Writing encryption code is complex, so many website operators tap OpenSSL, which is free. It was created in the late 1990s by developers who wanted an easy-to-use encryption scheme for Internet traffic. Its website is bare bones, as are its finances. Steve Marquess, president of the OpenSSL Software Foundation, a separate entity that solicits funding for the team that manages the code, said its 2013 budget was less than $1 million.

That’s despite the fact that up to two-thirds of the Web relies on it. The German developer Robin Seggelman responsible for Heartbleed, who introduced the coding version of a typo, did so an hour from New Year’s Eve in 2011, according to reports. Because it is an open-source project, anyone can review it, and the hope — one deeply rooted in the philosophy of the Internet age — is that through crowd-sourcing, mistakes will be inevitably by caught and scourged.

But it wasn’t spotted until two years later by Google security engineer Neel Mehta, who is not talking to the press, according to a Google spokesperson, who would only provide a statement from Google. “The security of our users’ information is a top priority,” she writes. “We fixed this bug early and Google users do not need to change their passwords.”

But what about the larger problem? Internet users big and small, from billion-dollar corporations like Google and Yahoo to little non-profits offering secure websites, relying on a volunteer project to provide the skeleton for their security.

“Heartbleed is further evidence that we don’t have our house in order when it comes to Internet security,” Princeton computer security expert Edward Felten tells Farjad Manjoo in the New York Times. He went on to compare the “culture of software development” with that of the “safety culture that is common in fields such as aviation” and finds the former lacking.

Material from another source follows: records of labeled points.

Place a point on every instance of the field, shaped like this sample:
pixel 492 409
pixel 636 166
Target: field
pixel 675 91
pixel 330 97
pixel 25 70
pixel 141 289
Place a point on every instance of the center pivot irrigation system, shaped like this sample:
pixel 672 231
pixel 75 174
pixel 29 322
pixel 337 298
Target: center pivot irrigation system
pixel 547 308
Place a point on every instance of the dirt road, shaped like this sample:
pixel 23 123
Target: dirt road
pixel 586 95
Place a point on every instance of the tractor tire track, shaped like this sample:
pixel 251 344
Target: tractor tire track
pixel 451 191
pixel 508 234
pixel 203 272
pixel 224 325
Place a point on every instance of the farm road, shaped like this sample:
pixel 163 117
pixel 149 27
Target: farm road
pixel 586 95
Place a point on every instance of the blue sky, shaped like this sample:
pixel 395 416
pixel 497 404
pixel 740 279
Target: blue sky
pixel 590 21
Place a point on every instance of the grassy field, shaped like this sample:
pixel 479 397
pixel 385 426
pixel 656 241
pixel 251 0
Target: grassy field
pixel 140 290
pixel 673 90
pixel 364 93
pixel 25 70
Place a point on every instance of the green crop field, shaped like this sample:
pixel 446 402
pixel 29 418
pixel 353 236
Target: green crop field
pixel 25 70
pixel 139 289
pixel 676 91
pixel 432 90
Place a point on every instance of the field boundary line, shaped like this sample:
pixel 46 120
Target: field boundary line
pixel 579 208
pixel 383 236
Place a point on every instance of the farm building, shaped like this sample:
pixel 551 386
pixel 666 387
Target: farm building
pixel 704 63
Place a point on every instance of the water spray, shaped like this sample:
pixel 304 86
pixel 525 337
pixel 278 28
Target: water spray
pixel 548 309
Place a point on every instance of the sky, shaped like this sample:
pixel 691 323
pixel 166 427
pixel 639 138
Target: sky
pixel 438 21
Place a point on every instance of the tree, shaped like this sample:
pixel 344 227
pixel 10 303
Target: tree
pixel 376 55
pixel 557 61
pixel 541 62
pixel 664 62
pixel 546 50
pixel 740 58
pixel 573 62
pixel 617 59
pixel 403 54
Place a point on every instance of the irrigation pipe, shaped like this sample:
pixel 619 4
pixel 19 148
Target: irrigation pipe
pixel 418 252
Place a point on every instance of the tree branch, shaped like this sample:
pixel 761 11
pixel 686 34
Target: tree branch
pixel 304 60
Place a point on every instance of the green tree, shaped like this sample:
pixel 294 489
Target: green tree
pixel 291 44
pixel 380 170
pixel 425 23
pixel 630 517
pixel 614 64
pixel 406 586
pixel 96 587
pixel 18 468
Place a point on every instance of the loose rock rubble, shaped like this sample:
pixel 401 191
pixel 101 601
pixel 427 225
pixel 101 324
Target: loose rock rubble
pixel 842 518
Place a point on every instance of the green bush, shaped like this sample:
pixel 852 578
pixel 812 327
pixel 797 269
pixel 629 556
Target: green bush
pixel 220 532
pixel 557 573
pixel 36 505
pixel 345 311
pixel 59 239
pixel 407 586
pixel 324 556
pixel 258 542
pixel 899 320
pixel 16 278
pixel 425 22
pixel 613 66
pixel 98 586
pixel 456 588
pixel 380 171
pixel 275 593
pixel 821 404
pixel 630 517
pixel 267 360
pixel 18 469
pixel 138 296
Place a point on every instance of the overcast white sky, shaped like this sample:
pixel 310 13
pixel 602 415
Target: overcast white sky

That makes sense in a way: the Internet doesn’t usually kill you when it fails, but it can certainly be expensive for companies and troublesome for Internet users when something like Heartbleed happens.

So what’s the solution? Obviously, those tending to the security protocols that support the rest of the Web need better infrastructure and more funding. “Large portions of the software infrastructure of the Internet are built and maintained by volunteers, who get little reward when their code works well but are blamed, and sometimes savagely derided, when it fails,” writes Foster in the New Yorker.

He sees some change thanks to venture capital funding in open source code-infrastructure projects, like GitHub and the Node Package Manager. “But money and support still tend to flow to the newest and sexiest projects, while boring but essential elements like OpenSSL limp along as volunteer efforts,” he writes. “It’s easy to take open-source software for granted, and to forget that the Internet we use every day depends in part on the freely donated work of thousands of programmers.”

We need to find ways to pay for work that is currently essentially donated freely. One promising project is Bithub, from Whisper Systems, where people who make valuable contributions to open source projects are rewarded (with Bitcoin of course). But the pool of Bitcoin is still donation based. The Internet has helped create a culture of free, but what we may need to recognize is that we get what we pay for. Well-funded companies pulling critical code from open source projects for their sites should have formal fee arrangements, rather than the volunteer group simply hoping these users will pony up some Benjamins for “prominent logo placement” on a website most people had never heard of before Heartbleed.

 

Anyone who gave OpenSSL $20,000 or more got its logo on their website according to their donation page.  There are no logos on their website.